To my knowledge the two terms do not have a formal established definition and are often used interchangeably.
There are different characteristics associated to each however, as @Dave already pointed out. I'll try to elaborate a bit further.
In both cases you start by introducing the syntax of a language for expressing (concurrent) systems. This introduces what the basic "combinators" (constructs) for assembling systems together are.
The real distinction comes when you start to specify their semantics.
The process calculi approach is calculational in the sense that you focus on the reduction semantics, i.e. what are the steps a system can perform when executing it.
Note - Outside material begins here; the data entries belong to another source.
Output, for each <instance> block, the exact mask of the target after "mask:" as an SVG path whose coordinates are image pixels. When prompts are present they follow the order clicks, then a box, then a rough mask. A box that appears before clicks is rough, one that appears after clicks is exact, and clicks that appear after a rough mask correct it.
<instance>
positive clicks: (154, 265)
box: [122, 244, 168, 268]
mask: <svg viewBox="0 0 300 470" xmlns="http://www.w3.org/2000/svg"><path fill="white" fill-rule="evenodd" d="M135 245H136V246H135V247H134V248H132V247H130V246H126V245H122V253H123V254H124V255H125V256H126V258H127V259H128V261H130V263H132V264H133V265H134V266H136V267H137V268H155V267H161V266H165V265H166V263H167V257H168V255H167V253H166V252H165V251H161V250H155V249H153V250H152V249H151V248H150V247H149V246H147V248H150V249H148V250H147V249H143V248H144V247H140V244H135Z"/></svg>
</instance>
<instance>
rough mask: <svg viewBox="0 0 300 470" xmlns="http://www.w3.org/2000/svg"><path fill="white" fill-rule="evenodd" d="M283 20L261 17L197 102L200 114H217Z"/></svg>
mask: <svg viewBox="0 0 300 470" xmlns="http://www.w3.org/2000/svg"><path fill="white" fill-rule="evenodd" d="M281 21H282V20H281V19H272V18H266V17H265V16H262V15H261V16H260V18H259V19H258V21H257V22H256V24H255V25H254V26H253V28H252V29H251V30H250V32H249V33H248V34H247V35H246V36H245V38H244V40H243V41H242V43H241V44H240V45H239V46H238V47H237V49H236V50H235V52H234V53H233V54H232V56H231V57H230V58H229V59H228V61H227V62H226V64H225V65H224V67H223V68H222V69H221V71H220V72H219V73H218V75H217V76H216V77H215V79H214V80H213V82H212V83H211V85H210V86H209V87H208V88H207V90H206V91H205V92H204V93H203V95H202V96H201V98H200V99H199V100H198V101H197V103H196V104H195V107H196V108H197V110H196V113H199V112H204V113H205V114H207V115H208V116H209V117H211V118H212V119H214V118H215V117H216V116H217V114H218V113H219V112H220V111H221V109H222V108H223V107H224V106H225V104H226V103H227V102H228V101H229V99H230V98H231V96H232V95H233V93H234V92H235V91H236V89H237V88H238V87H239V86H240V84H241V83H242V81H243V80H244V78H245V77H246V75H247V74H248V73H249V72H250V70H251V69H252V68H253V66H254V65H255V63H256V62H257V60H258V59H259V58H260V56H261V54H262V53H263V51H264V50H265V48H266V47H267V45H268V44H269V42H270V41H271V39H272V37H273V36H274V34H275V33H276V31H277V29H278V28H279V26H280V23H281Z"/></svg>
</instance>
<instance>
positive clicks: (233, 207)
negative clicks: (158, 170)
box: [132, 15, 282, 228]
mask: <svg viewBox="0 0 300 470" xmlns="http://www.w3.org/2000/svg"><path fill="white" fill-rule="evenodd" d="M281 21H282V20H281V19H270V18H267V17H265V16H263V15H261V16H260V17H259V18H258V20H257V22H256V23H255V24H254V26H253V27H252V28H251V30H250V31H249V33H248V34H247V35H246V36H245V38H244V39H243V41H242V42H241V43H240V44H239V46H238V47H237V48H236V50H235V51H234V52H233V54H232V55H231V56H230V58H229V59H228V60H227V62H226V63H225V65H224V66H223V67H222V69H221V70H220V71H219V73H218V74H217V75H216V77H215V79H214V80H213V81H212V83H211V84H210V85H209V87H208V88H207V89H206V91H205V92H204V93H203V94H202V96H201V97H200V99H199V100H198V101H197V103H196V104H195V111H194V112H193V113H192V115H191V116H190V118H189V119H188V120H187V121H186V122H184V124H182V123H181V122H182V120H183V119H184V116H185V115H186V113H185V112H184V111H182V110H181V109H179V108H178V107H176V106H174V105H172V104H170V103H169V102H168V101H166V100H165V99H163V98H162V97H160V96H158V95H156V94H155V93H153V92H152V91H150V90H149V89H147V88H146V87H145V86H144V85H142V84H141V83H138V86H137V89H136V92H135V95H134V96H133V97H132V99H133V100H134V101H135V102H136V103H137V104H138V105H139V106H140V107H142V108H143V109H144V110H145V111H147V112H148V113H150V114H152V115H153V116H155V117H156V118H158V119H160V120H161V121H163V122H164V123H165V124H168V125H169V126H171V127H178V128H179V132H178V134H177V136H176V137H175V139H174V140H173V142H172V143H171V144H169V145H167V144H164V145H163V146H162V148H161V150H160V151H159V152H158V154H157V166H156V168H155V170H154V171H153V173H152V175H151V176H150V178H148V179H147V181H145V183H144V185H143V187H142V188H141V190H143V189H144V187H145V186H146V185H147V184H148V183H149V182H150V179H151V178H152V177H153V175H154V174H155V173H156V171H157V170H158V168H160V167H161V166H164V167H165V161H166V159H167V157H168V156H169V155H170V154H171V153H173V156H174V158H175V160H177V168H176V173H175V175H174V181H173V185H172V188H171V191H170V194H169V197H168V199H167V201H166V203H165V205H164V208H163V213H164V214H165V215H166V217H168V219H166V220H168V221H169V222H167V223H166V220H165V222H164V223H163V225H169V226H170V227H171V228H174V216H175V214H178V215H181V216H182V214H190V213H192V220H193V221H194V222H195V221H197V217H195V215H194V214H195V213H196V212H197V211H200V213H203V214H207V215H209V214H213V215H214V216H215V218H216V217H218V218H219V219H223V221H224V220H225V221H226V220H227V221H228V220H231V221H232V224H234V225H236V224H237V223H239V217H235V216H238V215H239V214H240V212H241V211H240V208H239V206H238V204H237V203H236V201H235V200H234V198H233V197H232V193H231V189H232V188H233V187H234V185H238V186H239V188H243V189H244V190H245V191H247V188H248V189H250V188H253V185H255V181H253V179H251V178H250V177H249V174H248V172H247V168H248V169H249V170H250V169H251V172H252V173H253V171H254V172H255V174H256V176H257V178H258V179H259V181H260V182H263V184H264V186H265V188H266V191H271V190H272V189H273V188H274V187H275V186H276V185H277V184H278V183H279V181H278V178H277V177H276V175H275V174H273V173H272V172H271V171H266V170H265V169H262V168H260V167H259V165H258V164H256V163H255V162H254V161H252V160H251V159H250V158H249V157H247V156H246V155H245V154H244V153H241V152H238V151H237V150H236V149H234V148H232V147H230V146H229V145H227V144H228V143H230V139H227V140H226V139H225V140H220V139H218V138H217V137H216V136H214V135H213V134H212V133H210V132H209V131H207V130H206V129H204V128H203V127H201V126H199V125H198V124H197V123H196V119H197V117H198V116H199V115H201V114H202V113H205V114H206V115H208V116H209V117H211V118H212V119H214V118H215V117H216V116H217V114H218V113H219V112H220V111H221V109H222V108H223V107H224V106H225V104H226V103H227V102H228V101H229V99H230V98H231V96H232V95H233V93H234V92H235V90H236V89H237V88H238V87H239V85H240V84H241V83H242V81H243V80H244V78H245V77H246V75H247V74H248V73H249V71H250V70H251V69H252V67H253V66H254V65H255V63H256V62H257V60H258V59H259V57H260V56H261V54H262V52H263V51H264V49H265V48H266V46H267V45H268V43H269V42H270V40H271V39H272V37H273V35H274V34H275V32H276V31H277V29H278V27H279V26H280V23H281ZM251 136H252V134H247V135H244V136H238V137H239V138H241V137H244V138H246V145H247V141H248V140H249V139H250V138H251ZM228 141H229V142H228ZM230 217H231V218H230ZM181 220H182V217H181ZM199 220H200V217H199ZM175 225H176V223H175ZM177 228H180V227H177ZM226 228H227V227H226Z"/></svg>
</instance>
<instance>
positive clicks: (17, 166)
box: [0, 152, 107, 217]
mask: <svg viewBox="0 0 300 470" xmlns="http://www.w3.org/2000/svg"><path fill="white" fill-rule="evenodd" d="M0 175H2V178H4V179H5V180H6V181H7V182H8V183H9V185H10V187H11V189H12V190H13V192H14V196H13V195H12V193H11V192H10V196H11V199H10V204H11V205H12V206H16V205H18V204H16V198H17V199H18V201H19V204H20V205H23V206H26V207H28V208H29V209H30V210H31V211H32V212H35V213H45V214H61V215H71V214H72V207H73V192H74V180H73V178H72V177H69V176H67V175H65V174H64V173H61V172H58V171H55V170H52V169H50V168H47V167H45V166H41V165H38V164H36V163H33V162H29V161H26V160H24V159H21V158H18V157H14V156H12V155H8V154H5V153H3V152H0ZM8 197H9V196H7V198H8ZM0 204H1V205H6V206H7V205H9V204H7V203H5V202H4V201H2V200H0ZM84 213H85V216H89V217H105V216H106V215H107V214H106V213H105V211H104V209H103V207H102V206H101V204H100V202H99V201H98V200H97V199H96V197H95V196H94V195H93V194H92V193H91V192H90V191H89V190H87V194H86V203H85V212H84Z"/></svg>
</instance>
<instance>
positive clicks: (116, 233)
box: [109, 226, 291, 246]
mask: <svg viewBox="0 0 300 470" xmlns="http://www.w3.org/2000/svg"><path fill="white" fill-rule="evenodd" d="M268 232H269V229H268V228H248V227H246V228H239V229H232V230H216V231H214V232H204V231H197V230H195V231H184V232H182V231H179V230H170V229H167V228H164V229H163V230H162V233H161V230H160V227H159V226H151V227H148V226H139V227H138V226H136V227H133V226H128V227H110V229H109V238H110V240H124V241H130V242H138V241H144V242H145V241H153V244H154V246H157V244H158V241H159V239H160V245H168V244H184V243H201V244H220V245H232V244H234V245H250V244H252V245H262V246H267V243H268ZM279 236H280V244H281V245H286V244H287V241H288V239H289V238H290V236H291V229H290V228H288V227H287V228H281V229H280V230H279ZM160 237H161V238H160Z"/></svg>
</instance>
This operational view helps a lot when using these languages for simulation for example.
The chief notion in this case is the concept of "observation": what can you observe about the evolution of a system? Using this idea one can determine when two systems are equivalent. The technical word for this concept is bisimilarity. Then, in some situations, you find that processes which are bisimilar can be interchanged in any context without altering the behaviour of the system overall. This is the approach Milner and his collaborators took in defining many calculi such as CCS and π-calculus.
The algebraic view instead avoids specifying a model for the semantics directly and opts for a more axiomatic view: a series of laws (equations between expressions of the language) establish which processes have the same behaviours. The focus is in proving equivalences and enriching the calculus with different combinators. Even the "execution" of a system is expressed as an equivalence between a system and a (simpler expression used as a) specification (see the step laws for CSP for instance).
The equivalence between two systems is established by using the laws instead of referring to a particular model for their behaviour. The chief concept in this context is the one of refinement. This approach is the basis of the work of Hoare and his collaborators in defining CSP and its variants.
That said, most of the languages mentioned have being studied with a mixture of these approaches so the distinction is more about the specific method used in a specific construction rather than about a language as a whole.